NEW YORK — Want to get your developers on the stick about service oriented architecture ?

Money might help. At least one bank is, well, banking on bonuses as one way to get developers on the SOA express train.

At the SOA Executive Forum here, Tony Bishop, svp for Wachovia’s corporate investment banking technology group, said the bank is adding bonuses for developers who actually make a go at SOA adoption skills.

After all, SOA may be considered still in its infancy, but companies are aware of the cost savings and competitive advantages of deploying one.

The program is part of a bid to vault Wachovia into the top tier of U.S. investment banks.

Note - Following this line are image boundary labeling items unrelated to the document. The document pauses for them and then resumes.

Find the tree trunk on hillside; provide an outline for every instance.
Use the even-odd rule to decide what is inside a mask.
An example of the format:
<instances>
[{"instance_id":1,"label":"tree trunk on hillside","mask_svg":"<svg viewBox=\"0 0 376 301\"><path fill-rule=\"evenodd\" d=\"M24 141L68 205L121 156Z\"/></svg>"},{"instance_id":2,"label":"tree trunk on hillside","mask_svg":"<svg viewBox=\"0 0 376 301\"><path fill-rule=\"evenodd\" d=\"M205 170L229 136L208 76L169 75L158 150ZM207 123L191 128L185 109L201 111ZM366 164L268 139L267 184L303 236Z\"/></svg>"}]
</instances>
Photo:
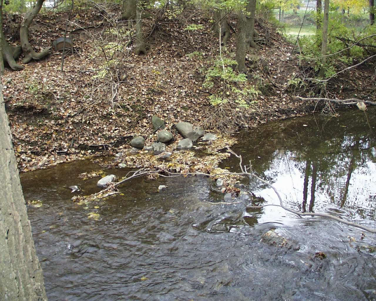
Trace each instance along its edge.
<instances>
[{"instance_id":1,"label":"tree trunk on hillside","mask_svg":"<svg viewBox=\"0 0 376 301\"><path fill-rule=\"evenodd\" d=\"M321 13L322 10L321 0L317 0L316 2L316 29L317 30L321 29Z\"/></svg>"},{"instance_id":2,"label":"tree trunk on hillside","mask_svg":"<svg viewBox=\"0 0 376 301\"><path fill-rule=\"evenodd\" d=\"M21 47L10 45L5 40L2 30L0 32L0 35L1 36L1 48L3 62L6 62L9 67L13 70L22 70L24 67L18 65L16 62L16 60L18 59L22 52Z\"/></svg>"},{"instance_id":3,"label":"tree trunk on hillside","mask_svg":"<svg viewBox=\"0 0 376 301\"><path fill-rule=\"evenodd\" d=\"M47 300L0 84L0 300Z\"/></svg>"},{"instance_id":4,"label":"tree trunk on hillside","mask_svg":"<svg viewBox=\"0 0 376 301\"><path fill-rule=\"evenodd\" d=\"M38 14L44 2L44 0L38 0L35 5L27 11L21 22L20 28L20 40L25 57L22 60L24 64L27 64L32 59L40 59L43 58L50 53L51 50L51 47L47 47L41 52L38 53L34 51L29 42L29 27L35 16Z\"/></svg>"},{"instance_id":5,"label":"tree trunk on hillside","mask_svg":"<svg viewBox=\"0 0 376 301\"><path fill-rule=\"evenodd\" d=\"M248 44L252 48L257 47L253 38L255 36L255 19L256 12L256 0L249 0L246 6L247 37Z\"/></svg>"},{"instance_id":6,"label":"tree trunk on hillside","mask_svg":"<svg viewBox=\"0 0 376 301\"><path fill-rule=\"evenodd\" d=\"M326 52L327 51L328 26L329 23L329 0L324 3L324 18L323 20L323 39L321 43L321 67L318 72L318 76L324 77L326 63Z\"/></svg>"},{"instance_id":7,"label":"tree trunk on hillside","mask_svg":"<svg viewBox=\"0 0 376 301\"><path fill-rule=\"evenodd\" d=\"M142 29L142 9L139 3L138 3L136 9L136 47L135 53L137 55L146 54L145 43L144 41L144 35Z\"/></svg>"},{"instance_id":8,"label":"tree trunk on hillside","mask_svg":"<svg viewBox=\"0 0 376 301\"><path fill-rule=\"evenodd\" d=\"M213 18L215 22L212 29L218 35L220 33L223 46L226 47L230 36L230 26L227 23L227 20L223 15L223 12L219 10L214 11Z\"/></svg>"},{"instance_id":9,"label":"tree trunk on hillside","mask_svg":"<svg viewBox=\"0 0 376 301\"><path fill-rule=\"evenodd\" d=\"M373 25L375 23L374 2L374 0L370 0L370 23Z\"/></svg>"},{"instance_id":10,"label":"tree trunk on hillside","mask_svg":"<svg viewBox=\"0 0 376 301\"><path fill-rule=\"evenodd\" d=\"M3 28L3 0L0 0L0 28ZM2 30L2 32L3 31ZM1 81L1 77L4 75L4 59L3 59L3 35L0 34L0 81Z\"/></svg>"},{"instance_id":11,"label":"tree trunk on hillside","mask_svg":"<svg viewBox=\"0 0 376 301\"><path fill-rule=\"evenodd\" d=\"M122 6L122 20L129 20L131 24L132 20L136 20L136 0L123 0Z\"/></svg>"},{"instance_id":12,"label":"tree trunk on hillside","mask_svg":"<svg viewBox=\"0 0 376 301\"><path fill-rule=\"evenodd\" d=\"M247 19L246 13L239 12L238 16L238 39L237 41L235 60L238 63L237 68L240 72L246 73L246 50L247 50Z\"/></svg>"}]
</instances>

The term SOA is shorthand to describe an application architecture in which functions or services are defined using a description language and have invokable interfaces. But the real shorthand is that it helps get applications talking and sharing data with eachother — in just the right amounts that they need.

So how to inspire developers to push these SOA projects through?

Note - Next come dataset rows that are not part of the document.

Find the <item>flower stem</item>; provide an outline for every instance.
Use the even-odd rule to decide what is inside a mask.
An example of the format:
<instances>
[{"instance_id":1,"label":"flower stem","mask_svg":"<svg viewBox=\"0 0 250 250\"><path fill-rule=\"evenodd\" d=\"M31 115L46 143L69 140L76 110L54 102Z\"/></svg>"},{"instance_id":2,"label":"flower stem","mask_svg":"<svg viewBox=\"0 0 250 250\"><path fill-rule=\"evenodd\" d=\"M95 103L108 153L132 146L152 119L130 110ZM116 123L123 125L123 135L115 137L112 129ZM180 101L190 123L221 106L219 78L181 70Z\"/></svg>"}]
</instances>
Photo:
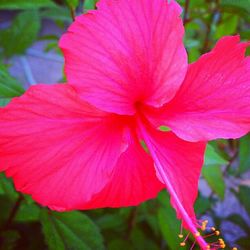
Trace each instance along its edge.
<instances>
[{"instance_id":1,"label":"flower stem","mask_svg":"<svg viewBox=\"0 0 250 250\"><path fill-rule=\"evenodd\" d=\"M190 218L190 216L186 212L185 208L181 204L181 201L178 198L178 195L176 194L172 183L169 181L169 178L167 177L167 175L164 171L164 167L162 166L162 164L161 164L161 162L160 162L160 160L159 160L159 158L154 150L152 140L151 140L150 136L148 135L147 130L144 128L144 126L143 126L143 124L141 124L141 122L139 122L139 126L140 126L140 132L142 134L142 137L143 137L143 139L148 147L148 150L151 154L151 157L154 160L157 172L159 173L161 179L165 183L166 188L171 195L171 199L174 201L176 208L178 209L178 211L180 212L180 214L182 216L183 221L187 225L189 231L194 235L196 242L200 245L201 249L204 249L204 250L208 249L208 243L203 239L202 236L200 236L200 234L197 230L197 226L195 225L195 223Z\"/></svg>"},{"instance_id":2,"label":"flower stem","mask_svg":"<svg viewBox=\"0 0 250 250\"><path fill-rule=\"evenodd\" d=\"M10 215L9 215L9 217L8 217L4 227L3 227L4 229L9 228L10 225L12 224L12 222L13 222L14 218L16 217L16 214L20 208L22 201L23 201L23 196L21 194L19 194L19 197L18 197L14 207L12 208Z\"/></svg>"}]
</instances>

Wachovia has established what Bishop called an “educational approach” to overcoming turf wars that often crop up in change management projects.

He said annual bonuses for developers are determined in part by participation in monthly learning forums and Web-based seminars, as well as contribution of artifacts to a repository of services, and re-use of components.

“Both behaviors are going to get rewarded,” he said. “You need people contributing and you need people reusing, or you’ll never get the true benefits of a service-oriented enterprise.”

Finally, he said, process and behaviors have to be tracked in an automated manner.

“You cannot not invest in this if you want to be successful. Spreadsheets and manual tracking will kill you,” he said, pointing to a dawning era of distributed computing that makes data more dynamic across the enterprise, and easier to track.

Bishop described an intricate roadmap for implementing SOA through 2008. By then, the company expects to realize 40 percent cost savings in its enterprise networks.

More important than those savings, though, is the competitive advantage that Bishop said the company expects to derive from the architecture.

“The principal objective [of the SOA project] is reduced time to market for new products,” said Bishop.

Several times during his presentation, Bishop returned to his main theme: SOA must be married to business processes if it is to deliver on the promise of a service oriented enterprise.

He said the bulk of significant benefits will be felt in 2008, when “we will be in a position to help the business differentiate itself through our IT platform.”

Bishop has certainly been given the means to accomplish those ends. His organization has been able to double its IT staff, adding 400 new employees over the past 18 months. In addition to an annual operating budget of between $250 million and $300 million, Bishop has another $100 million to spend on developing Wachovia’s SOA.

To put this in some kind of perspective, consider that the average budget dedicated to SOA among companies surveyed by software vendor BEA Systems and IDG Research is $2.1 million, according to Bruce Graham, senior vice president and SOA Practice Lead at BEA Systems.

Of course, Wachovia is not a typical organization. It is the fourth largest universal bank in the U.S. and the country’s number six investment bank.

Bishop outlined an implementation schedule that goes from an overarching view of the organization and its goals for the development of a service-oriented architecture, to the step-by-step development of services along the way. One critical component of this development is a process for cataloging services as they are developed so that they can be easily found and reused.

Another part, it appears, is offering developers tried-and-true incentives: cash bonuses.